Results 1 to 5 of 5
  1. #1
    Join Date
    Mar 2011
    Posts
    9

    Unanswered: TSA HADR standby marked bad after trying to reduce a tablespace size on primary ????

    Hello dear colleagues;

    I'm a bit puzzled:
    Today I reduced the size of a tablespace on a primary db in a DB2 TSA HADR cluster,
    and this caused the standby db to become "marked bad" and stopped the Master replication.
    How can this happen?

    What I did extactly is this: (all done on the primary of course)
    1. I first dropped some tables which where no longer needed. (all in the same tablespace)
    2. Then I did a reorg table on all remaining tables in the tablespace to get the high watermark down.
    3 Then I did a alter tablespace reduce... a couple of times. 3 times it worked, 2 times it didn't because there was not enough space.
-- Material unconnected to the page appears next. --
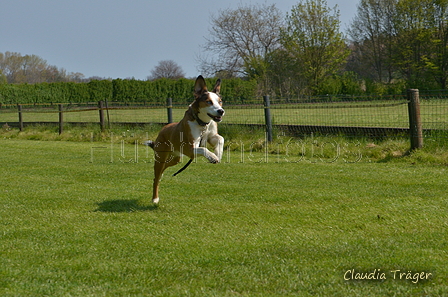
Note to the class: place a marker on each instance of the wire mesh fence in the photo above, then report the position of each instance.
(350, 115)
    -> In the end the standby got "marked bad".
    May main question is: How can reducing the tablespace size kill a standby database?

    Info:database = highpeak
    servers:
    - primary = alx00005
    - standby = alx00006
    - TSA HADR cluster = RedHat linux servers, NO shared storage system.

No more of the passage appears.